DIESES IST KEINE KUNSTAUSSTELLUNG!





 

OBG ist ein "Event", eine Veranstaltung mit mir unbekannten Teilnehmern. Das Projekt hatte ich schon länger geplant und es war niemals für eine Galerie vorgesehen, sondern für Räume, wo es Laufpublikum gibt. Für mein durchaus ernst gemeintes Anliegen, im Zuge meiner ganz persönlichen (Kunst-)Geschichtsbewältigung den Generationswechsel einzufordern, kam nur das Medium des Unernstes schlechthin in Frage: das Spiel.

Protagonisten der jüngeren Kunstgeschichte nicht mit der blinden Wut des Revolutionärs zu begegnen, die alles Vergangene zerstört, sondern Menschen, denen ich viel zu verdanken habe, ein unwürdiges Altern zu ersparen, ihnen eine sinnvolle Aufgabe zuzuweisen, habe ich mit OBG versucht.

Retrospektiven von Christo und Warhol, die Ausstellungen von Paik und Rothko im vergangenen Halbjahr in Berlin haben gezeigt, wie nötig es ist, den Unterschied zwischen Kunst- und Kunstgeschichtsrezeption zu thematisieren. Das Argument, Generationskonflikte habe es schließlich immer schon gegeben, trifft nicht mehr ganz. Die Komprimiertheit der Zeit und der Abläufe läßt viele glauben, wer sich ein Jasper-Johnss-Plakat in die Wohnung hängt, setzt sich mit Kunst auseinander. Dazu trägt die Trägheit des musealen Establishments bei, das entweder gefälligen Mist präsentiert oder nur noch eine elitäre Klientel mit Langeweile bewirtet.

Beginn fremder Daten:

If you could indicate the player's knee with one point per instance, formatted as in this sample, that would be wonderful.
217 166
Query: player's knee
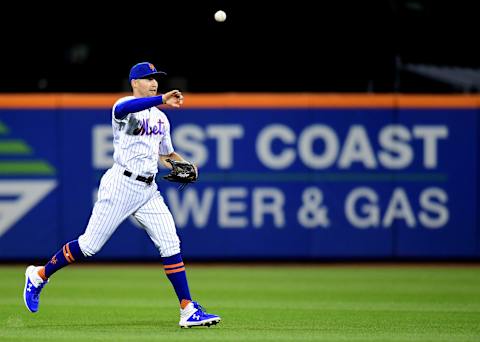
170 249
88 249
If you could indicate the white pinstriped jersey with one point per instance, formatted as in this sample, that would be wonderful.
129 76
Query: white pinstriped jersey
139 138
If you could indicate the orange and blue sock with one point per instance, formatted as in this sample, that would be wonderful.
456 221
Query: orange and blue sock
175 271
69 253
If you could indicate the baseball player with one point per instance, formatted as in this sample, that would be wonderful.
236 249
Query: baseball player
141 136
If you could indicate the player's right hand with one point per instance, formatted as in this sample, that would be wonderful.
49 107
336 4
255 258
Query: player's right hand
173 98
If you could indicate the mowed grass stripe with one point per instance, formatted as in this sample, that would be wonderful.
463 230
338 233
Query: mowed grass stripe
276 303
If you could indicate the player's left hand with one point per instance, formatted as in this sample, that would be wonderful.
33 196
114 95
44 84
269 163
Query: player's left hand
173 98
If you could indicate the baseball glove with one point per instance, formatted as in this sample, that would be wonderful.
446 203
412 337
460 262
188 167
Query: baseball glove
182 172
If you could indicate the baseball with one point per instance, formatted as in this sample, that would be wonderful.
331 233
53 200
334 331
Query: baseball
220 16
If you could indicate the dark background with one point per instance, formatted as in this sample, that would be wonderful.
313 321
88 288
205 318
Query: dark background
317 46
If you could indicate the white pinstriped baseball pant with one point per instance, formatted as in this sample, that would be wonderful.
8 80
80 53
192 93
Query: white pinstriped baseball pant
118 198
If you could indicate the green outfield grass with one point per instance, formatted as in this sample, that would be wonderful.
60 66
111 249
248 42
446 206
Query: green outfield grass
312 303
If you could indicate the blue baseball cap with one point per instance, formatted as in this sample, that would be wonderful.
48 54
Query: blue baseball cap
144 70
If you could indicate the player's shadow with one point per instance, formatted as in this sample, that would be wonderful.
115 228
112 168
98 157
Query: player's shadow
121 323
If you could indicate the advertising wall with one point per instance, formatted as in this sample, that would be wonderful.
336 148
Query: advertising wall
281 176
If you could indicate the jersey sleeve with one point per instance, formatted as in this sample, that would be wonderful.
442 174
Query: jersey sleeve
166 146
119 101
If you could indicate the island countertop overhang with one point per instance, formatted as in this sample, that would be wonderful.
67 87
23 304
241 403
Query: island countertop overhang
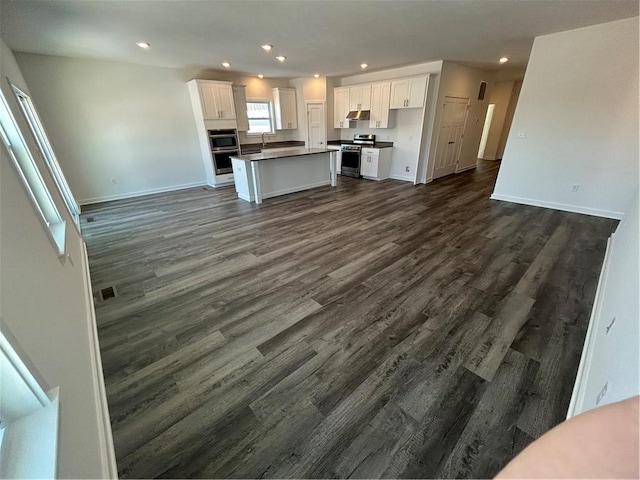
265 155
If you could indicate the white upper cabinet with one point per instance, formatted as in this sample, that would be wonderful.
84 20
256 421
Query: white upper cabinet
240 102
380 94
216 99
340 107
284 101
360 97
408 92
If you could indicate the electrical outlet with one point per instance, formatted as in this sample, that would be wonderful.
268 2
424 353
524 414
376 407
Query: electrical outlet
602 393
610 325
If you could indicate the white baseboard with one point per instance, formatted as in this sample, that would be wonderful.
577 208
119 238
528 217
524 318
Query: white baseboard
400 177
141 193
576 405
558 206
107 450
464 169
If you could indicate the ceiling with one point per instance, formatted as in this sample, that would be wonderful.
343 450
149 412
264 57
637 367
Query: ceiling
328 37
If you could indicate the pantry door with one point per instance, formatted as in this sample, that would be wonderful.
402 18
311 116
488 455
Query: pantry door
316 131
450 135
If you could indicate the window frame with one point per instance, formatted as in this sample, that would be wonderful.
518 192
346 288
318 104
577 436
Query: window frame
271 118
46 152
32 181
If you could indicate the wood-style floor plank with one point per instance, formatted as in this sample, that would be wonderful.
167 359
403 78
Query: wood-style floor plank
372 330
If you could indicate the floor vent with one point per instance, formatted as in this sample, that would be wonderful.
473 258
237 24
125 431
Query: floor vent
107 293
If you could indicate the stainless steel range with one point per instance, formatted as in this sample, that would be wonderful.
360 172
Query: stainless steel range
351 153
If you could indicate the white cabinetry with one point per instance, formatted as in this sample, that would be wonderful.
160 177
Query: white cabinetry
380 94
284 101
213 109
216 100
408 92
360 97
240 102
375 163
340 107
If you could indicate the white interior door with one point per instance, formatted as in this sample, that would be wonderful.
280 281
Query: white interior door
485 130
450 135
316 126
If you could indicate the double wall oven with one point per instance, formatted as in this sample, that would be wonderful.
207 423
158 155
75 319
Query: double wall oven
224 145
351 152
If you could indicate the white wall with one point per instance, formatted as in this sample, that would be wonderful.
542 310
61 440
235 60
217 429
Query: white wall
579 109
117 121
506 126
44 307
611 356
500 97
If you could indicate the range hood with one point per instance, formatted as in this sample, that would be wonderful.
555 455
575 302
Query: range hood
358 115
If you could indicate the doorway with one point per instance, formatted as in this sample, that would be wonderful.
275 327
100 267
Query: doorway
316 126
450 135
485 130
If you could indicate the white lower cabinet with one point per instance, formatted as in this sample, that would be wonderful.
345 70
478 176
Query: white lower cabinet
375 163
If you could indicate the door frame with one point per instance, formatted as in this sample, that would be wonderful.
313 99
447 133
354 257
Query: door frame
437 132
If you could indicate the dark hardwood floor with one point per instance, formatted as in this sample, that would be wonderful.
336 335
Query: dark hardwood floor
371 330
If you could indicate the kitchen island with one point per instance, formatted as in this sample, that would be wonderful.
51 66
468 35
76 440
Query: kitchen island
265 175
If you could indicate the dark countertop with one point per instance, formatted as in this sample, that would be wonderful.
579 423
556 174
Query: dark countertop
350 142
265 155
258 146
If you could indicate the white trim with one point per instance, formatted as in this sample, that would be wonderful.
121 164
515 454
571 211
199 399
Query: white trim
141 193
576 405
558 206
464 169
404 179
108 457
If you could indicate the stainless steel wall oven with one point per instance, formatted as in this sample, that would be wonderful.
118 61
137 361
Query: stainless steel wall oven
351 152
224 144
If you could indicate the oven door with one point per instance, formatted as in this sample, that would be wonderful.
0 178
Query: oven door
222 160
223 140
350 165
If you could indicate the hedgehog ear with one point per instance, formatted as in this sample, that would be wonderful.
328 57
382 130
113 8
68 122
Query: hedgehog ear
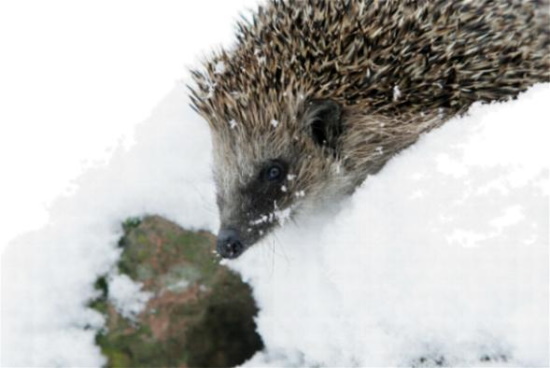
324 122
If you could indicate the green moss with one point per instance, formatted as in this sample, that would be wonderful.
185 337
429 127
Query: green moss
202 313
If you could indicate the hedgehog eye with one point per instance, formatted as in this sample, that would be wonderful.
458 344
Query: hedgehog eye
274 172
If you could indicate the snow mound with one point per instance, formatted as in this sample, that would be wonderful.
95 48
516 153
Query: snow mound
442 258
48 275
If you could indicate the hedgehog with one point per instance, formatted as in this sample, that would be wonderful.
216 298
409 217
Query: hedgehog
316 95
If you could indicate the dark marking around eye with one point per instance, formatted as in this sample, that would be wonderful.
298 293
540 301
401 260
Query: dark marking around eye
274 171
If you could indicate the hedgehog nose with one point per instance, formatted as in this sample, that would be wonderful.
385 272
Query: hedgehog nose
229 243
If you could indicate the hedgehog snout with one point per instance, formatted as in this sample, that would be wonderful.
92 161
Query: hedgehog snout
229 244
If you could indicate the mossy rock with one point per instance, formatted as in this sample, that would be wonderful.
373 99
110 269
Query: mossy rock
201 314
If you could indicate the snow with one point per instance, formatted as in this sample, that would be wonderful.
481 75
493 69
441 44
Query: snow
443 255
48 275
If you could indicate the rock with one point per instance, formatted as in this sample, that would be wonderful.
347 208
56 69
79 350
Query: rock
201 313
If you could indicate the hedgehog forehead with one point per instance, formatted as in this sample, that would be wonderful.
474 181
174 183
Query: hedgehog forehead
240 157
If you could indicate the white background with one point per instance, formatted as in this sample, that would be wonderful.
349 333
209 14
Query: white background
75 77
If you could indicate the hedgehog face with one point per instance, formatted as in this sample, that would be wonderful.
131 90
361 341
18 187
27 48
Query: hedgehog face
264 177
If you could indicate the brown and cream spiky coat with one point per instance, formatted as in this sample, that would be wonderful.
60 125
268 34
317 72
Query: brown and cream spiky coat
326 91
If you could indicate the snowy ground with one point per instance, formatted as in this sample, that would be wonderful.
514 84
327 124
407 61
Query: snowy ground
444 254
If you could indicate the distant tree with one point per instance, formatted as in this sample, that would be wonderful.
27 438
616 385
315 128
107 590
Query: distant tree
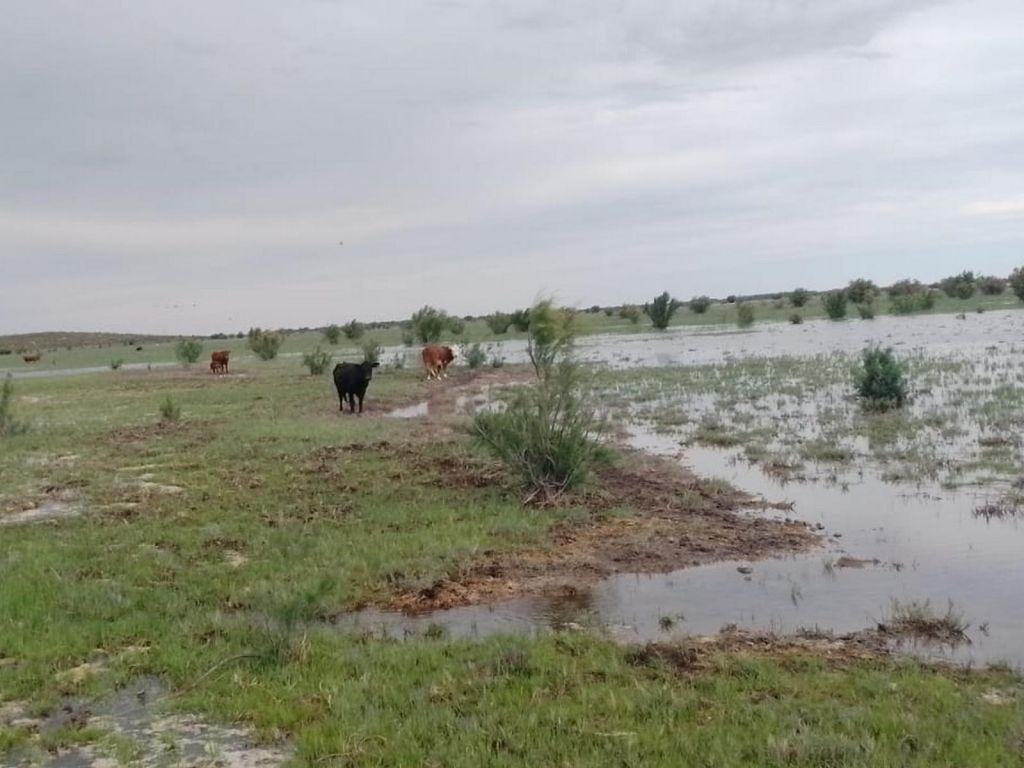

Mein dringendes Bedürfnis, Dinge, die sich mir aufdrängen auch anderen aufzudrängen, zwingt mich, dafür eine neue Sprache zu finden, um Neugier zu erzeugen.

OBG führt mich in den Grenzbereich zwischen Kunst und Entertainment, der naturgemäß ein schwankender Boden ist. Ein Risiko einzugehen war für mich allerdings immer schon das wichtigste Kriterium, meine eigene und künstlerische Arbeit überhaupt zu messen.